Les outrenoirs d’Hélène Laurain

Un récit lumineux de transmission mère-filles pour qu’à leur tour elles sachent et racontent selon leurs propres lois.

Partout le feu (Verdier, 2022) était le récit en forme de prose coupée haletante d’une jeunesse militante qui par le prisme de Lætitia, jeune trentenaire, tentait de faire échouer un projet d’enfouissement de déchets nucléaires dans l’est de la France. Tambora pourrait en être la suite. Même contexte de crise écologique, même anxiété face à l’écocide, même ancrage narratif, une voix à la première personne du singulier qui narre une autre expérience tout aussi fondatrice que la lutte politique : la maternité. Et c’est à ses deux filles que la narratrice arrime ce deuxième ouvrage : « Je regarde mes filles, amples comme des villes, bruyantes jusque là-bas, au-delà des gratte-ciel quand on ne voit que le silence en elles (…). Mes filles sont ces villes en expansion, confrontées à l’étriqué de l’univers parental de cette chose qu’ils appellent la vraie vie, le dehors si peu ample, délimité comme la bêtise, comparé aux confins de la vie intérieure. Mes filles bourrines, mes filles crados, aux muscles secs, à l’obstination grave, des villes ». Il y a La Grande Petite puis cinq ans plus tard La Petite et il y a aussi Le Calme, entre l’aînée et la benjamine, un embryon devenu fœtus dont l’absence d’activité cardiaque nécessite qu’on l’aspire.

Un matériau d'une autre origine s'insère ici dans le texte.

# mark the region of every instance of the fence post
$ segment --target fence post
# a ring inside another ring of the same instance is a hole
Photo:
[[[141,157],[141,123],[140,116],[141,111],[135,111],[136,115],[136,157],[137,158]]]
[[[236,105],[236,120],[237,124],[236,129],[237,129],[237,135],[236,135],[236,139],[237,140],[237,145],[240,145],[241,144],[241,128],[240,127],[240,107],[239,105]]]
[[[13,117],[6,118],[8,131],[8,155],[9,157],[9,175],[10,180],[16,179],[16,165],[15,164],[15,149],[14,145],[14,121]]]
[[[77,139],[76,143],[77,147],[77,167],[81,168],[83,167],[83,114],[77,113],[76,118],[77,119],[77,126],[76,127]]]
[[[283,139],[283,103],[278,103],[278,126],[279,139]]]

Dans le parcours de cette trentenaire perce, comme un crocus dans la neige, la double expérience inouïe de mettre au monde un être et celle de devoir y renoncer ; la violence traversée par la parturiente et celle qu’impose la fausse couche condamnant trop souvent les femmes et leurs proches à un impossible deuil. Mettre des mots là-dessus, sur ce que les récits généralement passent sous silence : le quotidien prosaïque, cru, frontal d’une femme aux prises avec ses hormones, ses fluides, ses doutes, ses peurs, sa puissance aussi. « Chez moi les femmes parlent de la vie de leur ventre. Elles ne l’évacuent pas d’un revers de la main, ne pratiquent pas l’ellipse pudique, elles l’étalent aux yeux de tous (…). Elles se placent au milieu du récit familial à travers ce qui leur semble être, au sein de leur vie domestique, monotone d’après ce qu’on en dit, digne d’être raconté : leur souffrance extrême, leur solitude, leur survivance ». Et si comme l’envisage l’écrivaine américaine Ursula K.Le Guin « le premier dispositif culturel a probablement été un récipient… De nombreux théoriciens ont l’intuition que la plus précoce des inventions culturelles doit avoir été un contenant pour recevoir les produits récoltés, une sorte d’écharpe ou de filet à provisions … (in La Théorie de la fiction-panier), l’heure est venue d’écrire et de raconter des fictions qui s’y réfèrent, charriant avec elles un imaginaire moins guerrier, moins phallique, fait de concavité, de contenance, de vigueur mais également de violence. Car Tambora n’est pas que l’humble geste de produire un contre-récit au récit dominant, il est une tentative de nommer les ambivalences auxquelles une femme-écrivaine est confrontée, tiraillée par le désir de créer et la nécessité de prendre soin de ses filles, accepter d’être dévorée par elles et continuer d’exister en dehors d’elles, donner la vie dans un monde détruit, continuer de croire à un avenir lorsque tout se referme…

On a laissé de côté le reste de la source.